I do not know how brittle this workaround is or how long its gonna work. But it seems to be the only way to get chrome-aws-lambda
work with Playwright while reusing browsers. Creating a new browser every time is very expensive and severely impacts responsiveness. Once the workaround stops working, the only way to keep your performance is using playwright-built Docker images and adding lambda runtime on top of it, which sadly means dropping chrome-aws-lambda
out of your project.
@paya-cz thanks for your comment, the code below seems to work
const chromium = require('chrome-aws-lambda')
let browserWSEndpoint
module.exports.handler = async function (event) {
let browser, page
try {
if (browserWSEndpoint) {
browser = await chromium.puppeteer.connect({ browserWSEndpoint })
}
if (!browser || !browser.isConnected()) {
browser = await chromium.puppeteer.launch({
args: chromium.args,
defaultViewport: chromium.defaultViewport,
executablePath: await chromium.executablePath,
headless: chromium.headless,
})
// Keep blank page open
browser.newPage()
browserWSEndpoint = browser.wsEndpoint()
}
page = browser.newPage()
// ...
} finally {
if (page) page.close()
if (browser) browser.disconnect()
}
}
@Mihailoff curious to know if this reusability does actually improve the performance? Since we're still opening a new page before every new execution
So far I haven't seen any major performance improvements (connect vs launch). I think the actual page load is far more expensive than the new tab or browser launch. I'll continue to experiment.
FYI your code is not showing a tangible improvement because you're disconnecting from the browser at the end of each lambda run (see browser.disconnect()
in the handler) hence you're spinning up a new browser for each run.
If you remove that line you should see a dramatic performance improvement (roughly 3x).
Based on the @paya-cz comment, leaving one blank page will keep the browser instance alive. I can confirm that the subsequent run connects to the same instance.

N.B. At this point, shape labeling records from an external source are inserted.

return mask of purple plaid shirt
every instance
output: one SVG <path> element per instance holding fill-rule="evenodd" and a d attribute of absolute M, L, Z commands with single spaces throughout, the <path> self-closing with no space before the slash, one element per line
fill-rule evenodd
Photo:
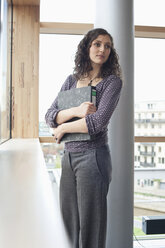
<path fill-rule="evenodd" d="M 76 88 L 77 80 L 68 76 L 64 82 L 61 91 Z M 96 85 L 96 108 L 97 111 L 85 117 L 88 133 L 94 135 L 94 139 L 87 141 L 72 141 L 65 143 L 65 150 L 70 152 L 80 152 L 88 149 L 95 149 L 103 146 L 108 142 L 108 123 L 119 101 L 122 81 L 115 75 L 104 78 Z M 58 99 L 56 98 L 48 109 L 45 120 L 46 123 L 55 128 L 56 115 L 58 110 Z"/>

It takes about 100-500ms
to connect compared to 2-3s
for the first launch.
Perhaps caching a connected state will improve it even further. @squallstar do you have any metrics to share?
@Mihailoff by not closing the connection with the browser I'm getting roughly 4x-5x performance increase.
I have done around a thousand tests on sample webpages and the average end-to-end (round trip) decreased from 2s to just 500ms.
Hi, solution above works for me, but for some small period of time, after which I suppose aws force deletes browser instance. Or is it something new in aws lambda behavior?
Did anyone try to cache browser process and simply connect/disconnect with every lambda run? So far seem to work well.